My Thoughts on 4th Edition Dungeons and Dragons
I just came home from dming another session of dnd encounters. This made me think a little bit. My tabletop journey started with 4th edition, more specifically the module Keep on the Shadowfell. It was great. Never have I played anything like it before. To me 4th edition dnd was awesome. The system was great, my naive mind proclaimed. I felt like people that completely shut down 4th edition were just haters. These were just closed minded fools who didn’t give this new system the chance it deserved.
After my 4th edition group fell apart I joined a 3.5e game. It was different, but very fulfilling. The game’s mechanics were more complicated, but the homebrew story my dungeon master had created kept me enthralled. His campaign was a book. Unfortunately I felt more of a secondary character in his game than the protagonist. Soon after much stumbling and helpful advice from my fellow players I was finally adept at 3.5e. I still wasn’t able to play a wizard, because spells still confused the hell out of me, but I became a competent ranger.
My third game was my own. Seeing other people’s stories made me realize how much I wanted my own, so I started my own homebrew 4e dnd campaign. My game is great! We are two years running strong. I must be doing something right, because my players keep on coming back. The role-playing aspect was missing though. I began to ask myself, was it the edition I picked or just the way my players gamed that contributed to this lack of roleplay? In the end the answer was both, but at the time I felt it was mostly my players.
I decided to try a pathfinder game,which is hailed to be nd 3.75. My dm is amazing. He has a funny and entertaining way of presenting information. Being a semi-silly evil character is so good. Combat is fluid, everything is…so good. My eyes have opened a little bit more because of him.
I now see why people are so adverse to 4th edition. Granted I still like it, but it’s easy and I probably wouldn’t have gotten into gaming had I been introduced to something like 3.5e dnd or pathfinder. 4e is the gateway drug, but then you want something with a little more kick. When you make something easy you take away from other points. I’m trying to put those points back with house rules to make my homebrew game a little more complicated, but still fun. I can see myself migrating to pathfinder completely in the future. There has always been a little storyteller in me and she can’t use 4e to convey her ideas to their full potential.
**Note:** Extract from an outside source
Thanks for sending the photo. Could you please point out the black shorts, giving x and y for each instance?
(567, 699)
Don’t really see what stops from telling your stories in 4th edition. When I see 3.5 or PF convulted monster stats and other mechanics it sends shivers down my spine (and mind it – 3.5 was the edition I played most, though I started with 2nd). I will never get back to these monsterous versions of D&D. And my stories are not hindered by mechaincs.
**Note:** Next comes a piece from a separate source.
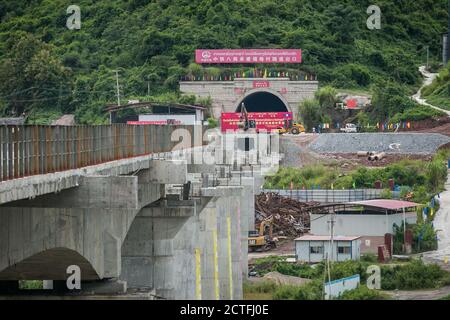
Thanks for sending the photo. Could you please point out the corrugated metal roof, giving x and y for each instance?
(387, 204)
(311, 237)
With the combination of convoluted monster stats, named attacks of players, and just the overall simplification of the system it plays more like an mmorpg. I actually think that’s why I got into dnd, it felt familiar. To me telling a story in that type of atmosphere doesn’t work. It might work for someone else but not me. In a silly campaign it might, but not mine.
I’m running a rather serious, story-focused, long-arcing campaign in 4e right now, and it’s not even silly. 😉
If you’re curious: http://www.obsidianportal.com/campaigns/corydon
The problem with 4th edition isn’t that the rules are “bad”, or the game is not “fun”, but rather the mechanics of the game are now completely divorced from the setting and story. It is like playing a JRPG (which I actually do enjoy), you deal millions of points of damage and throw fireballs from space down upon your enemies, but one slight sword thrust in a cut scene finally fells you or the “bad guy”.
In 4th edition, you train to cast spells as a “wizard”, but your fighter character has equally pseudo-magical abilities to lay waste to hoards and hoards of enemies. So what is special about a “wizard” over a “fighter”. Different stats? Different “spells”? But fundamentally any player character is now a walking special moves army. Every character must somehow be imbued with special abilities because the average Joe on the street can’t just “think” to lure another person over to do something just because. If they can’t then there is a huge disconnect between how the “world” works and how the game plays (problem). If the average Joe *can* then how does society function? How would one walk down a seemingly medieval society having pseudo-magical abilities being thrown at them (problem).
So, Snarls-at-Fleas, it isn’t that us old-timers don’t like 4th edition. We like it fine as a game. But we don’t like that 4th edition has purposefully and willfully gone away from the increasing immersion and realism and instead gone the way of JRPG’s. Something D&D is not supposed to be.